Brian C. Mahon ’04 | September 3, 2020
More than I can recall from the recent past, this year has been rife with calls for increased diversity and inclusion. I write this on the heels of a nearly two-hour work presentation on the subject. I came away with the same fundamental questions and irritations I’ve always had — and the only ones on which I have any perspective to offer. I have difficulty consolidating the ideas of race and diversity with my personal background.
My father was Irish-Catholic, and the generations of Mahons, Kanes, Casserlys and Doolans before him could be traced to late 19th century Ireland. My mother, more succinctly, immigrated from Chile in 1972. Because of this, I’ve always had a simple this-or-that sort of mentality when it comes to race. Following this meeting on the need for more diversity and more inclusion, I had to ask myself: “What meaning do these statistics have describing the composition of a workforce? What does it mean to say that there are 84 percent Caucasians in an organization? What does the organization mean when it refers to ‘diversity,’ and what does that word mean to me?”

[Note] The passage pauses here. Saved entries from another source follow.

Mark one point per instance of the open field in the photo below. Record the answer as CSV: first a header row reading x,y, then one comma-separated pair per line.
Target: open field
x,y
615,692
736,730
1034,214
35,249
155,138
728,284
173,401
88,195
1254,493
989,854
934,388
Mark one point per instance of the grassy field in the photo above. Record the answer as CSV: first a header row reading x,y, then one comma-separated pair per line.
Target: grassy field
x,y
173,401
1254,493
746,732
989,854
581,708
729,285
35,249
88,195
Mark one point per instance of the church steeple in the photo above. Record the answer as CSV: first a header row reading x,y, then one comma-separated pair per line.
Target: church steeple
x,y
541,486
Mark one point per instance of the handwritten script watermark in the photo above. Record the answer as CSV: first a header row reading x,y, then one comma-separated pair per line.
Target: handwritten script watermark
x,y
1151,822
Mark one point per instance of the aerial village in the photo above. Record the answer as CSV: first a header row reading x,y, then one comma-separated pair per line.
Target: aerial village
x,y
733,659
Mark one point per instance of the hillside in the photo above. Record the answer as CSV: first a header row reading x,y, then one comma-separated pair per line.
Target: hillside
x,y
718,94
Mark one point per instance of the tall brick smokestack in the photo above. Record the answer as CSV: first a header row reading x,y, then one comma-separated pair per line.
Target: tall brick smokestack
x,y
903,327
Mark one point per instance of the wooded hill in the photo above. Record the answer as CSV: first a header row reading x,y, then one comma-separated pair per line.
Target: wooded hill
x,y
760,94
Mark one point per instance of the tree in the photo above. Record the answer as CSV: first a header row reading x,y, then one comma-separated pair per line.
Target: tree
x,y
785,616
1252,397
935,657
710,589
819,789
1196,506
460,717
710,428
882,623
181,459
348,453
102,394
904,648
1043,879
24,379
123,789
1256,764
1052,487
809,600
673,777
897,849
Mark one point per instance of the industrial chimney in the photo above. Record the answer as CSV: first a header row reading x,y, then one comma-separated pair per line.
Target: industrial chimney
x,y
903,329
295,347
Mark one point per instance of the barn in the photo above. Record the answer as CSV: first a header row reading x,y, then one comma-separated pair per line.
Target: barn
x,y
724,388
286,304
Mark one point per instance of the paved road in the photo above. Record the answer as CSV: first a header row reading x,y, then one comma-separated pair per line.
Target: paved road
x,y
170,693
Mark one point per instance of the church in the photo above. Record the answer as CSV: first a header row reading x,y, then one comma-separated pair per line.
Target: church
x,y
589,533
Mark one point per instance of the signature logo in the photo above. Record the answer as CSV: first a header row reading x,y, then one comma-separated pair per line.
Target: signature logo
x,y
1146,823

When I first arrived at Notre Dame in 2000, I think the racial demographics were something like 80 percent Caucasian, 10 percent African American, 10 percent everyone else. Don’t quote me on that. It’s been 20 years, and it is an approximation. Either way, I had a laugh at the thought — and being from South Florida, wondered what I got myself into. But the experience wound up being no different for me than back home. It was like high school with more khaki cargo shorts.